Adapting to Target Field's New Playing Conditions Key to Red Sox Success Against Twins Red Sox manager Terry Francona did not hold back when sharing his thoughts on the Metrodome, the Minnesota Twins home for 28 seasons.

"I think it stinks," Francona said after he was asked the question during Boston’s final visit to the dome last season. "Balls hitting the roof, the speakers, it’s awful."

Based on that comment, Francona likely will be pleased when he steps into Target Field for the April 12 opener of the Twins’ new stadium. No roofs, no speakers, no baggie in right field. Just Boston and Minnesota in front of a packed house.

That does not mean the Red Sox can just stroll in and play a ballgame. Whenever entering a park for the first time, it is important to analyze the dimensions and conditions – from how the wind plays to the length of the grass to the speed of the infield dirt – before the first pitch. With new ballparks popping up all over the game for the past two decades, it’s become a time-tested routine.

The coaches often take the first look and give the players a quick briefing. Then, those who need to deal with the conditions face-to-face give it a trial run. While many fields might look alike, they’re not.

In preparation for such a debut, it is important to leave no stone unturned.

"When you’ve never played in a stadium before, as a hitter you want to check the background, try to get used to it," said Red Sox infielder/outfielder Bill Hall. "Obviously as a defensive player, if you’re an infielder, you want to get used to the dirt and how it comes off the dirt. Does the ball give backspin or topspin, things like that."

The ability to stay nimble under any condition is part of the makeup of all great athletes. In fact, you could say managing the inconsistency of the sport is consistently worked on throughout the season.

"Major league players are gifted with tremendous hand-eye coordination, and they work hard to improve it," said Dr. Arun Ramappa, chief of sports medicine at Beth Israel Deaconess Medical Center. "Part of preparation includes knowing how your playing environment might impact your performance."

Adjusting in a blink of an eye is something newly acquired shortstop Marco Scutaro knows about. Still, he does his best to prepare for every situation. A finely groomed infield with a dirt void of divots and rocks is ideal, but it doesn’t always work out that way.

"First thing I do is when I take a ground ball, I want to see how the dirt is in an infield," Scutaro said. "Is it soft, slow, quick? It’s an advantage to be able to see all that kind of stuff."

It will be somewhat new to the Twins as well, Scutaro said. But until a grounder is hit his way, the onus is on Scutaro to judge the speeds, which seem to vary greatly these days.
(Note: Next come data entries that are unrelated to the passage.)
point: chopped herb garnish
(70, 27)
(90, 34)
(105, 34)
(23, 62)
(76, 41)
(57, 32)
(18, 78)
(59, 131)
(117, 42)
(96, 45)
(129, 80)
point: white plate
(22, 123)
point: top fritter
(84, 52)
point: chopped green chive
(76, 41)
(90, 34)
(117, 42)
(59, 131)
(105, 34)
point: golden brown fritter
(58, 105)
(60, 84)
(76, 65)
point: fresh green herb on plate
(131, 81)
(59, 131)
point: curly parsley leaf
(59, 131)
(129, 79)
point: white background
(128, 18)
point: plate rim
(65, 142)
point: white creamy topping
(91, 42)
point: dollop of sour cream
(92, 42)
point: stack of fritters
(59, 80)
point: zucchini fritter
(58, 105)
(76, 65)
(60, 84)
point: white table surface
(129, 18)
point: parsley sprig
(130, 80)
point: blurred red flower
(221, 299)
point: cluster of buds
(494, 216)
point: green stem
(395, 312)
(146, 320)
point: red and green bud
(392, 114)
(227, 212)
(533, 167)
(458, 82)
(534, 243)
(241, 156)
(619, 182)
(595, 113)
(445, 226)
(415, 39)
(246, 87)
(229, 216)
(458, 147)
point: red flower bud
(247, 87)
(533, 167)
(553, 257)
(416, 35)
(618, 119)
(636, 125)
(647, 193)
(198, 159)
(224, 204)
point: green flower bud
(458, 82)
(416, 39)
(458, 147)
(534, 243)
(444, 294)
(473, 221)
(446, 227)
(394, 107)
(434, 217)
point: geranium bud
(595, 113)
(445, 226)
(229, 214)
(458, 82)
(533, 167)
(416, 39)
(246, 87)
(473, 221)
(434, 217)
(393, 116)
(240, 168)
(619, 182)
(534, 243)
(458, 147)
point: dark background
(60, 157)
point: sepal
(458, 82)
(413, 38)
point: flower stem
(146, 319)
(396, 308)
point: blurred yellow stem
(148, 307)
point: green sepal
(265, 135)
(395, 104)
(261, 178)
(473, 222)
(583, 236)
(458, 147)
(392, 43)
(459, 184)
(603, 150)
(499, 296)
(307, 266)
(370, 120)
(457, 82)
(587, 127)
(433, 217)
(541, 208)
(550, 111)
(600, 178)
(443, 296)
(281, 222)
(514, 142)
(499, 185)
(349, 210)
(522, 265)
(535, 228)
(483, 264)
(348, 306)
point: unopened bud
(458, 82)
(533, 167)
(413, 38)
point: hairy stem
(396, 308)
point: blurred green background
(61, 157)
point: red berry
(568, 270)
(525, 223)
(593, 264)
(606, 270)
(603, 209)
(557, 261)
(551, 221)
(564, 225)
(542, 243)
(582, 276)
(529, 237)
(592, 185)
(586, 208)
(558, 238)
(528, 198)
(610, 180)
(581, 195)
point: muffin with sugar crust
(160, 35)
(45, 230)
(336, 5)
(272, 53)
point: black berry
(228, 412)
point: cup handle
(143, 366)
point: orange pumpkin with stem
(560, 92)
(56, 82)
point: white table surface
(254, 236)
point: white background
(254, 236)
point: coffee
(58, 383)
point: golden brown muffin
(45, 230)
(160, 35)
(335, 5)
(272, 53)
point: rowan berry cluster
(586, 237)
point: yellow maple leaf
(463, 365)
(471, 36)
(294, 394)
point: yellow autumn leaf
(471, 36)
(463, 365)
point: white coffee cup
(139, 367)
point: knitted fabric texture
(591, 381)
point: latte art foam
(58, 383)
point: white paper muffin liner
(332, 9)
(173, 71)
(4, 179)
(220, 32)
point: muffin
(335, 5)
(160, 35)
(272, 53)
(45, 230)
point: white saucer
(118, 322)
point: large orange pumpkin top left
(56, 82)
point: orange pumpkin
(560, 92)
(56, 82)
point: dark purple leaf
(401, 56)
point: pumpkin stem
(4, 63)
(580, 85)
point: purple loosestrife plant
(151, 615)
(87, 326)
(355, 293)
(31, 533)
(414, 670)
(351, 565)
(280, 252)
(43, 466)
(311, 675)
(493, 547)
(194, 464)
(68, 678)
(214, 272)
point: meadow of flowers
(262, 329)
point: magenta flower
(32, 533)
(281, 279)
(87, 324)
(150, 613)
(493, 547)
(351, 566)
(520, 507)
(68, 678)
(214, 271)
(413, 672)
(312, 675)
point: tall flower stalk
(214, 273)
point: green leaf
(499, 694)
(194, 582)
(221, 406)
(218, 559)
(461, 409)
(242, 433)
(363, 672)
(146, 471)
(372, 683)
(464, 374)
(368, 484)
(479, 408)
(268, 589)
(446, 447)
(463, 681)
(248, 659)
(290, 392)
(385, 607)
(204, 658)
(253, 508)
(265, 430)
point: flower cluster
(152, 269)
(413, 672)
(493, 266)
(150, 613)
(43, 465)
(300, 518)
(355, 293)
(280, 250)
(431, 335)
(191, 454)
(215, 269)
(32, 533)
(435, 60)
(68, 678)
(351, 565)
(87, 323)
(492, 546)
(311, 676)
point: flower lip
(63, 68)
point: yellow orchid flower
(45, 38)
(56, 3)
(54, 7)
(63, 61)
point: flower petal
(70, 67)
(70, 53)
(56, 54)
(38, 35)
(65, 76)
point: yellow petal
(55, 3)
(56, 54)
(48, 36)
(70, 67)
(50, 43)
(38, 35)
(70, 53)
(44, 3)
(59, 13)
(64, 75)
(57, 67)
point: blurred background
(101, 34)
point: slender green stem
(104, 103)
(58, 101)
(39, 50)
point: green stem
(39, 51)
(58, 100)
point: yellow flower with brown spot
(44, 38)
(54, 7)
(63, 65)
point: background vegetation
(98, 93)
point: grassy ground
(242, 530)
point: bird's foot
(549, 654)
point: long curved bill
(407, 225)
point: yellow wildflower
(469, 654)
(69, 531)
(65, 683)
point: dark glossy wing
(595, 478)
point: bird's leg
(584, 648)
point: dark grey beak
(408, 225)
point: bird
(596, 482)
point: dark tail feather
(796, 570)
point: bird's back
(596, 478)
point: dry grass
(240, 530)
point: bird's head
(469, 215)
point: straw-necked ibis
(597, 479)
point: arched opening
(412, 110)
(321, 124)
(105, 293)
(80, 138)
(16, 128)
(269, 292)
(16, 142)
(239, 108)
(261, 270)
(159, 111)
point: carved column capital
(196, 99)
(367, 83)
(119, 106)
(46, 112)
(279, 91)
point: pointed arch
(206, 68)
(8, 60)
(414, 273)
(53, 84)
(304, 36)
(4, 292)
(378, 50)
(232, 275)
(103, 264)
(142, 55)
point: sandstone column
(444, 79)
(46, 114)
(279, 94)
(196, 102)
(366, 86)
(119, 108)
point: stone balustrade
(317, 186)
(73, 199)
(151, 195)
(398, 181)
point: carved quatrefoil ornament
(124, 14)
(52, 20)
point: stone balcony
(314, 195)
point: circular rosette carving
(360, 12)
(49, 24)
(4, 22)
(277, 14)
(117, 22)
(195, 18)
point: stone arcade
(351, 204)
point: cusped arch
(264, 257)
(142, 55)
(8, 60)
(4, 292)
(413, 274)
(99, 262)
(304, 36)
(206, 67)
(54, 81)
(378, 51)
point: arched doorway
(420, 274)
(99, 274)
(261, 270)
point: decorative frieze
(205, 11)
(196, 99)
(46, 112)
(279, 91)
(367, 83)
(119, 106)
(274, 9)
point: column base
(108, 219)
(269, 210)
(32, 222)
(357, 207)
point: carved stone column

"For some reason, I don’t know why, they are different," he said. “Some are faster than others. Some are slower."

Hall had trouble recalling any instances where he was unprepared and it came back to bite him. In fact, the last stadium he stepped into for the first time was St. Louis’ new Busch Stadium, and it seemed to agree with him rather well.

In his first game there back in 2006, Hall went 2-for-4 with a home run, double, two RBIs and three runs scored.

"Yeah, went pretty good," Hall said with a smile.

After what the Red Sox experienced in the Metrodome over the years, that’s the way Francona hopes things go at Target Field. It will just take a bit of preparation.